Mais uma quinta-feira, garantia de bons TBT’s lá na frente, mais um lançamento com pompa e PowerPoint. Dessa vez foi o Pacto Pantanal, que o governo de Mato Grosso do Sul garante ser o maior programa de conservação já feito para o bioma. Um pacto histórico, como estampado na manchete de ontem aqui mesmo. Uma nova lógica de desenvolvimento, juram. Um modelo que “transforma a preservação em ativo estratégico”. Sim, essa última frase veio mesmo de um release oficial.
Confesso que fiquei com um déjà vu. Toda vez que algum governo anuncia um plano grandioso para o Pantanal, o discurso é o mesmo: salvar o bioma, melhorar a vida de quem vive lá, integrar conservação com produção. O problema é que o bioma continua pegando fogo no verão, secando no inverno e servindo de palco para a eterna disputa entre discurso e realidade.
Desta vez, no entanto, há uma diferença que merece atenção: dinheiro na mão de quem preserva. O chamado Pagamento por Serviços Ambientais (PSA) finalmente foi alçado à condição de política pública com orçamento e meta definida. A lógica é boa: se destruir gera lucro, preservar também precisa gerar. Caso contrário, vamos continuar apostando na consciência ambiental de quem está no vermelho.
O pacto fala em pagar produtores e comunidades que mantêm a vegetação nativa, cuidam de nascentes e seguem práticas sustentáveis. Parece justo. Parece moderno. Parece promissor. Moderno e promissor, aliás, como tudo no Governo Riedel-Barbosinha. Mas também parece bom demais para ser verdade — até que o primeiro pagamento atrase, ou que o cadastro vire uma burocracia que só agrônomo com pós-graduação entenda.
O governo diz que vai atender 50 mil famílias e proteger 9 milhões de hectares. Um número impressionante, que faz o Pantanal parecer finalmente estar no centro do mapa.

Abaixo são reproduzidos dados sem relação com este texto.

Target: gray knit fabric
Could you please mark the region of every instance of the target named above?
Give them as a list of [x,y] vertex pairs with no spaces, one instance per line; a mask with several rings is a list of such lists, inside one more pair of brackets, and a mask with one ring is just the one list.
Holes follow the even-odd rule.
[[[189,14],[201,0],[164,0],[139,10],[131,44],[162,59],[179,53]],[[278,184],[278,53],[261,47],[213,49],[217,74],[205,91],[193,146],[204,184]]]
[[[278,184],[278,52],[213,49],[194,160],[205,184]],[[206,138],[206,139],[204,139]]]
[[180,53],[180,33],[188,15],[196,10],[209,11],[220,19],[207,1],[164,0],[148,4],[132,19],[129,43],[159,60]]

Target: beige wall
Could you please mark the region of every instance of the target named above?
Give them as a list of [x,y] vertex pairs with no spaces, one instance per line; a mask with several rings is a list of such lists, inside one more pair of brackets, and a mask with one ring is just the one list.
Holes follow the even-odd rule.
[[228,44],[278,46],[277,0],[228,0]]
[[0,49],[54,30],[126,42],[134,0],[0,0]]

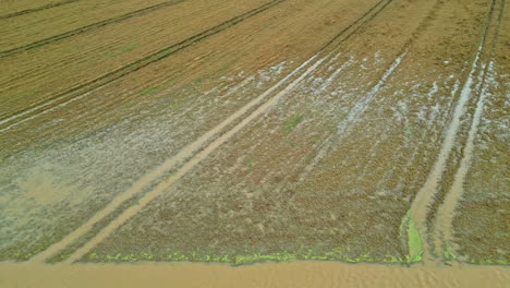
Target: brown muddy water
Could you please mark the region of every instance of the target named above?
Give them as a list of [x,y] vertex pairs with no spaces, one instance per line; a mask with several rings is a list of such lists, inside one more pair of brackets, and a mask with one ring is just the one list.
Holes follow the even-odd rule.
[[0,287],[508,287],[508,267],[296,261],[232,267],[195,263],[0,264]]

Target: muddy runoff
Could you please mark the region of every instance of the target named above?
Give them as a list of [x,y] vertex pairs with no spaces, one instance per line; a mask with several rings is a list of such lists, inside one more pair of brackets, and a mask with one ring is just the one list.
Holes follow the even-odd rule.
[[[244,266],[198,263],[0,264],[1,287],[505,287],[510,269],[476,265],[294,261]],[[170,286],[169,286],[170,285]]]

Mas já aprendemos a desconfiar de números redondos. Eles cabem bem nos discursos, mas nem sempre nos relatórios.
Durante o lançamento, o governador Riedel falou em “modelo de desenvolvimento integrado”. O vice, Barbosinha, foi mais direto: disse que é possível preservar sem abandonar as pessoas. Tomara que sim. Porque até agora, o Pantanal tem servido mais como cenário de propaganda do que de política pública consistente.
O que preocupa não é o plano em si — que, repito, é bom e necessário. O que preocupa é a capacidade de execução. A história recente do Brasil está cheia de pactos, planos, promessas e plataformas que nunca chegaram ao chão batido onde vivem as famílias pantaneiras.

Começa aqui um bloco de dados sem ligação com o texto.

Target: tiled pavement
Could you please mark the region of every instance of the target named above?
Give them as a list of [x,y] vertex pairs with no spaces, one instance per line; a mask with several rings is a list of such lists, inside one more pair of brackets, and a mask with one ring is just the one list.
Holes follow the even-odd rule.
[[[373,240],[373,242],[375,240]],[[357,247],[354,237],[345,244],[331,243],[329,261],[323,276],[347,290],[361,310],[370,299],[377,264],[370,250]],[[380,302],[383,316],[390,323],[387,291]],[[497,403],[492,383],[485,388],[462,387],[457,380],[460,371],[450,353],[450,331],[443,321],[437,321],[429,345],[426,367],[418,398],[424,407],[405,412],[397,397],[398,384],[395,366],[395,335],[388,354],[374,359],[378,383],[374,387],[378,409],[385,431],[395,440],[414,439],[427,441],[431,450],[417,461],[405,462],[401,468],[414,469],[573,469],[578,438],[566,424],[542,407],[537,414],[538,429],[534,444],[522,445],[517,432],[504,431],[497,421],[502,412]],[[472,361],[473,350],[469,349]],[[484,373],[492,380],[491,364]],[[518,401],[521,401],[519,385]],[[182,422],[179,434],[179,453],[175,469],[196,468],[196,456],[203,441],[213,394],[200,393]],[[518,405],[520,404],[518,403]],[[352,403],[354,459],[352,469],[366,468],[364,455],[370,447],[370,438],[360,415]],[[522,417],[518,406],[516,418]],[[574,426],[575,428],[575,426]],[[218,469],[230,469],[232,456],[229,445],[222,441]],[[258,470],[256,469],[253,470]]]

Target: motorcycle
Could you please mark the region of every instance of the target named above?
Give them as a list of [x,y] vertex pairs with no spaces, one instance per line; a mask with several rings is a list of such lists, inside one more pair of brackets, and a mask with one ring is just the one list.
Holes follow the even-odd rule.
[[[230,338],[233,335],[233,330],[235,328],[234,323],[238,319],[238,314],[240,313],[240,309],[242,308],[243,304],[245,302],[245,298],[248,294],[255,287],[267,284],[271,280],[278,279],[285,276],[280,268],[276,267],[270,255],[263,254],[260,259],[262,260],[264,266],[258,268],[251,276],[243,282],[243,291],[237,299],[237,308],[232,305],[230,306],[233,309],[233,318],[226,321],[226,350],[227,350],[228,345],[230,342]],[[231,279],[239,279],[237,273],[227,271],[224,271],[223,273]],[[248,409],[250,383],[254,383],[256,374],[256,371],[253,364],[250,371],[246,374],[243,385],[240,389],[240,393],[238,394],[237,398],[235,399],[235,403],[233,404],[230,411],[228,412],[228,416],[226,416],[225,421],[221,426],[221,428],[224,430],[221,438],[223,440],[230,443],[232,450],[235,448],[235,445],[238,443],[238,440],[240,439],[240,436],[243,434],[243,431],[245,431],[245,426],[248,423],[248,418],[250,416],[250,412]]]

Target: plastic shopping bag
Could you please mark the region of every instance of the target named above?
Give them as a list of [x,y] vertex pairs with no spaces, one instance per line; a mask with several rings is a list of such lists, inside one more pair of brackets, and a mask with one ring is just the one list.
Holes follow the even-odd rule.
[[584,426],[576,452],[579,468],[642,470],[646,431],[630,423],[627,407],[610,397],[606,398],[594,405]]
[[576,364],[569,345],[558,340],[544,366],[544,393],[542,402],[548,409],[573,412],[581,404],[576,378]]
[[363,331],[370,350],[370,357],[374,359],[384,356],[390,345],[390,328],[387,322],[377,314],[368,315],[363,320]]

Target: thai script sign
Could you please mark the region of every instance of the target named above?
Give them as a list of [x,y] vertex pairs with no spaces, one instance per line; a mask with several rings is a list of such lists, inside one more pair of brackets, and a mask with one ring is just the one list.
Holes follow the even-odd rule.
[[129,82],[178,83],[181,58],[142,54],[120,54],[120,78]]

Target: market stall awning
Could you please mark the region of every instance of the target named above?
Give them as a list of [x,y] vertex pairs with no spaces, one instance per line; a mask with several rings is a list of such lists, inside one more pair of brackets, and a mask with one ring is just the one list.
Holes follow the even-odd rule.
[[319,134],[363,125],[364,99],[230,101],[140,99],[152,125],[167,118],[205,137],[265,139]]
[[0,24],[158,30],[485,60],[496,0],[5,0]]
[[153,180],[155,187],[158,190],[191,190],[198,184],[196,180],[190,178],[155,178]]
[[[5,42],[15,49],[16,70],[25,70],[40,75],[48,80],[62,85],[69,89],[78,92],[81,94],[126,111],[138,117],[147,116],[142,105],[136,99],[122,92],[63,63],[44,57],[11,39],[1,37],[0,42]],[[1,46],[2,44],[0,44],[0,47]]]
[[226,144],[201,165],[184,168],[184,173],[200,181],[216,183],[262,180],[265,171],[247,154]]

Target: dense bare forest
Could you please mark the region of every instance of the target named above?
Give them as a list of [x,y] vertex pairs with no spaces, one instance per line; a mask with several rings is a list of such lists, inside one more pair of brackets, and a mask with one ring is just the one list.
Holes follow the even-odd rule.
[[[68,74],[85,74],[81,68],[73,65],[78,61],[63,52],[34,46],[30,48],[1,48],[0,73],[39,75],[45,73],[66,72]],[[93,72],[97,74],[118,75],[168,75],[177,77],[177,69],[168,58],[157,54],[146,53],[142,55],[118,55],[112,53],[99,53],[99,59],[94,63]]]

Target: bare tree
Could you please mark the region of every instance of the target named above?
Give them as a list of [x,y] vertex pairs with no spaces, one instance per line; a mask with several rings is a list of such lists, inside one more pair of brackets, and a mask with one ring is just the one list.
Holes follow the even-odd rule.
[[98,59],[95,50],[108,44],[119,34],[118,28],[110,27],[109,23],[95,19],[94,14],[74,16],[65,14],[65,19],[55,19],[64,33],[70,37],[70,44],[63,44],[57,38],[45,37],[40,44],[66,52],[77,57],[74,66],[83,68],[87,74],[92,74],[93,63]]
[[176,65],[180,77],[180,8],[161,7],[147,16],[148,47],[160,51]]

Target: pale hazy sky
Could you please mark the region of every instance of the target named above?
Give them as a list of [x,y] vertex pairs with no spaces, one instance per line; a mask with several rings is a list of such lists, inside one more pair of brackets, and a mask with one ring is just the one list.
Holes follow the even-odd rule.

Até lá, seguimos no compasso conhecido: esperança no discurso, cautela na prática e um olho atento na execução. Porque o Pantanal já viu muitas assinaturas em papel timbrado. O que ele precisa agora é de ação com data, verba, fiscalização — e resultado.
Se o governo conseguir tirar esse pacto do papel, pagar em dia, medir resultados e resistir à tentação de fazer do projeto um outdoor eleitoral, ótimo. A gente aplaude. Mas, por enquanto, seguimos na postura cautelosa de quem já ouviu muito sobre “nova fase”, “gestão inovadora” e “governança verde”. E, sinceramente, já passou da hora de um pacto ser mais do que um evento com buffet e claque de assessores. Aliás, mais “aspones” que assessores.
O Pantanal está cansado de ser símbolo. Cansado de ser cenário de novelas, de documentário gringo e promessa de evento técnico. O que ele precisa é de ação continuada, orçamento robusto, fiscalização com dente e política pública com prazo, meta e prestação de contas.
Que os pensadores do Pantanal e os propositores deste novo pacto tenham a coragem de sair do já icônico Aquário do Pantanal — herança estética de André Puccinelli — e deem o próximo passo lá onde o bioma pulsa de verdade: em pleno chão encharcado, à sombra de um carandá, contemplando um tuiuiú no voo baixo, mesmo que o caminho exija cruzar os olhos com uma onça-pintada ou, mais interessante ainda, com sua sósia Juna Marruá (desde que Juliana Paes) conduzindo o cerimonial de um hipotético evento de “inauguração” de algum marco do governo do estado em plena planície pantaneira.
Porque só pisa firme no Pantanal quem entende que proteger é mais do que prometer.